I think more elaborate noise cancelling is going to require some dedicated hardware (or maybe some proprietary ESP-ADF functions) and a microphone array. But that’s probably as expensive as an Voice PE?!
I’m not in a good place with the voice assistant anyway. Don’t own a graphics card. So it’s slow. And Whisper never gets all the words right for me. So it’s down to the speech-to-phrase addon. And that seems to be broken as of now. At least I get more connection errors than commands through. I think I’m going to do the Sendspin media player first. And then maybe add a microphone and voice assistant later.
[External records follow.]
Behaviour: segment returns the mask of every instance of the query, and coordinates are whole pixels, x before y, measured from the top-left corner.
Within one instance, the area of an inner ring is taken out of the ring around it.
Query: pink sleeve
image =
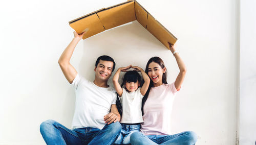
[[[176,89],[176,87],[175,87],[175,85],[174,85],[174,83],[175,82],[172,83],[169,85],[170,90],[172,90],[172,92],[174,94],[175,94],[177,91],[179,91],[180,89],[180,88],[179,89]]]

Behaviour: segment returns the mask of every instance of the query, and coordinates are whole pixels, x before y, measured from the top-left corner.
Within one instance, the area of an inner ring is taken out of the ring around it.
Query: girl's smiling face
[[[148,65],[147,75],[153,82],[154,86],[157,87],[163,84],[163,74],[166,69],[162,68],[158,63],[152,62]]]
[[[138,89],[138,87],[140,85],[138,81],[136,82],[126,81],[125,82],[125,87],[129,92],[133,92]]]

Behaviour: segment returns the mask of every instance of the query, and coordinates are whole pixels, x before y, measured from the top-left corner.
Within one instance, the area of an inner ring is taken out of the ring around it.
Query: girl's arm
[[[172,53],[174,53],[175,51],[176,51],[176,45],[173,45],[169,43],[169,47]],[[179,66],[179,68],[180,69],[180,72],[175,80],[175,82],[174,83],[174,85],[175,85],[175,87],[176,89],[179,90],[181,87],[181,85],[183,82],[184,79],[185,78],[185,76],[186,75],[186,72],[187,71],[187,68],[186,68],[186,65],[184,63],[183,61],[181,59],[180,56],[180,55],[178,53],[176,53],[174,54],[174,57],[176,59],[177,63],[178,64],[178,66]]]
[[[132,66],[132,68],[135,69],[134,70],[134,71],[140,71],[141,75],[142,75],[142,77],[143,78],[144,80],[144,84],[142,85],[142,87],[141,87],[141,88],[140,89],[140,93],[141,93],[142,95],[144,95],[145,94],[146,94],[147,89],[148,88],[148,86],[150,86],[150,77],[148,77],[148,76],[147,76],[146,72],[144,71],[142,68],[137,66]]]
[[[116,89],[116,92],[120,97],[121,97],[122,96],[122,94],[123,94],[123,89],[122,89],[122,87],[121,87],[119,83],[118,83],[118,79],[119,78],[120,72],[121,72],[121,71],[126,71],[127,70],[129,69],[130,68],[131,65],[126,67],[120,67],[118,68],[113,78],[113,83],[114,84],[114,87]]]

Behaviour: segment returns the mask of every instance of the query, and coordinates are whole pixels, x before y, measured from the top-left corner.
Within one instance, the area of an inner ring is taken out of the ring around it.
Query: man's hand
[[[108,125],[114,122],[115,123],[117,121],[118,117],[115,114],[110,112],[109,114],[104,116],[104,121],[105,124],[108,123]]]
[[[176,50],[176,44],[174,44],[174,45],[173,45],[169,42],[168,42],[168,44],[169,44],[169,49],[170,49],[170,52],[173,54]]]

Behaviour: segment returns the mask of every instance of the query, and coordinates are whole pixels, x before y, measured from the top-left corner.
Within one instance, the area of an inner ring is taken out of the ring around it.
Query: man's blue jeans
[[[112,144],[121,132],[118,122],[99,129],[86,127],[69,129],[53,120],[40,125],[40,132],[47,144]]]
[[[193,145],[197,140],[197,134],[193,131],[185,131],[174,135],[145,135],[141,132],[131,135],[132,144]]]

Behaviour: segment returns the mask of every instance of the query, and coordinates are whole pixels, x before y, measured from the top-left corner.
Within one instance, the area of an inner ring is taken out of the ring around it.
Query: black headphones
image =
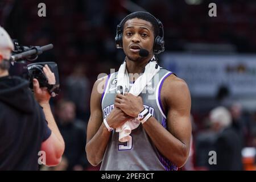
[[[117,25],[117,35],[115,35],[115,44],[117,46],[117,48],[123,48],[123,26],[124,22],[127,19],[127,18],[133,15],[133,14],[138,13],[143,13],[149,14],[150,16],[153,17],[158,23],[158,26],[159,27],[159,35],[158,35],[155,38],[155,40],[154,42],[154,47],[153,47],[153,52],[154,53],[158,54],[164,51],[164,30],[162,22],[150,13],[144,11],[136,11],[133,13],[127,16],[126,16],[125,18],[123,18],[122,21]]]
Nice, thanks for the link! I wasn’t aware of that. Sadly as with all shiny new things it doesn’t fit all my requirements… I’d really like to speak to my house in my native language. But I figure English will do. I’m gonna try that.
Not sure if an ESP32-S3 is fast enough for more advanced DSP plus the rest of an voice assistant. At least I found some ESP32 libraries with noise reduction, echo cancellation… There is the ESP-ADF and a project called ESP32-SpeexDSP. But I didn’t try that yet. The Rockckip / Luckfox development board looks nice as well. A Cortex-A7 and a few hundred megabytes of memory might come in handy. And whatever the NPU does. But I don’t have a clue what kind of software and libraries we got for embedded Linux or custom processing units.
Anyway. I think the production-grade stuff mostly uses multiple microphones and a combination of beamforming and echo cancellation. I got 4 inmp441 microphones here. But I lack the software/libraries to tinker with that kind of signal processing.